I have this logger.py file:
import logging
from logging.handlers import TimedRotatingFileHandler
FORMAT = '%(asctime)s %(message)s'
log = logging.getLogger(__name__)
log.setLevel(logging.INFO)
handler = TimedRotatingFileHandler('/mnt/NFS-drive/debug.log', when='midnight', backupCount=7)
handler.setFormatter(logging.Formatter(FORMAT))
log.addHandler(handler)
I use it in this countdown module:
import time
from logger import log
def countdown(minutes=10, callback=None):
seconds = minutes * 60
# Run the countdown loop
while seconds >= 0:
# Calculate remaining minutes and seconds
remaining_minutes = seconds // 60
remaining_seconds = seconds % 60
# Print the remaining minutes and seconds
log.info("Time remaining: {:02d}:{:02d}".format(remaining_minutes, remaining_seconds))
# Sleep for 1 second
time.sleep(1)
# Decrement the seconds
seconds -= 1
if callback:
log.info("Timer finished...")
callback()
Then I run a multithreaded script which writes logs to debug.log
. This script runs on multiple machines as well. They all write logs to the same NFS mounted file.
I'm see two issues
Error:
--- Logging error ---
Traceback (most recent call last):
File "/usr/lib/python3.10/logging/__init__.py", line 1104, in emit
self.flush()
File "/usr/lib/python3.10/logging/__init__.py", line 1084, in flush
self.stream.flush()
OSError: [Errno 116] Stale file handle
Call stack:
File "/mnt/nf/myscripts/run.py", line 128, in run
countdown(minutes=5, callback=lambda: log.info("Checking queue for new messages"))
File "/mnt/nf/myscripts/countdown.py", line 14, in countdown
log.info("Time remaining: {:02d}:{:02d}".format(remaining_minutes, remaining_seconds))

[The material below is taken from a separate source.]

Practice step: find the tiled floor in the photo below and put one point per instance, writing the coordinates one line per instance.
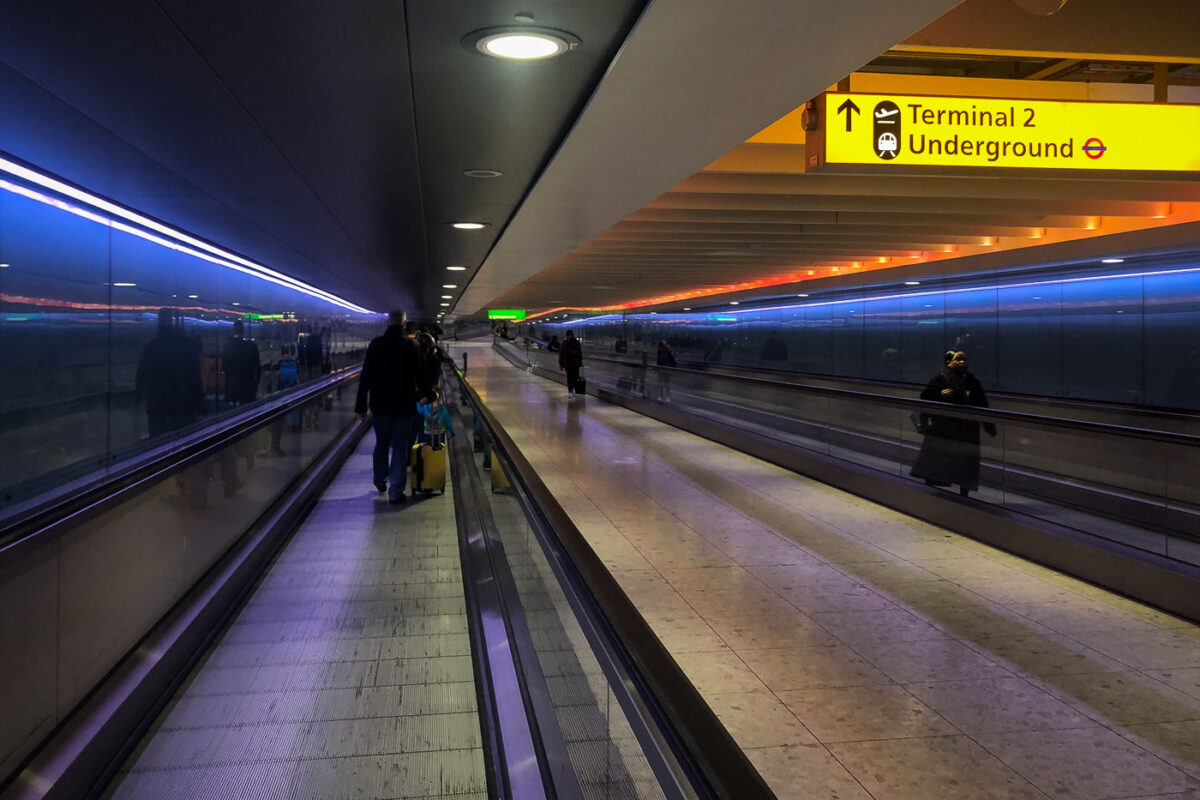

Message: 'Time remaining: 03:25'
Arguments: ()
And I'm seeing all these .nfs files in the directory:
Any idea why i'm suddenly seeing this error and getting this files?
Don't log concurrently to the same file from multiple processes (unless you have a logging service to handle synchronization). Especially on NFS:
O_APPEND may lead to corrupted files on NFS filesystems if more than one process appends data to a file at once. This is because NFS does not support appending to a file, so the client kernel has to simulate it, which can't be done without a race condition.
One such race condition is where file name lookup already took place, then the resulting NFS file handle is transmitted back to the client, the corresponding inode is deleted or renamed when logs are rotated, and then the NFS client tries to open that inode by its now-stale NFS file handle.
As for those .nfs files - that is NFS silly rename - see here for details. I assume multiple instances of the script are running on the same machine, such when one has the file open, the other rotates the log.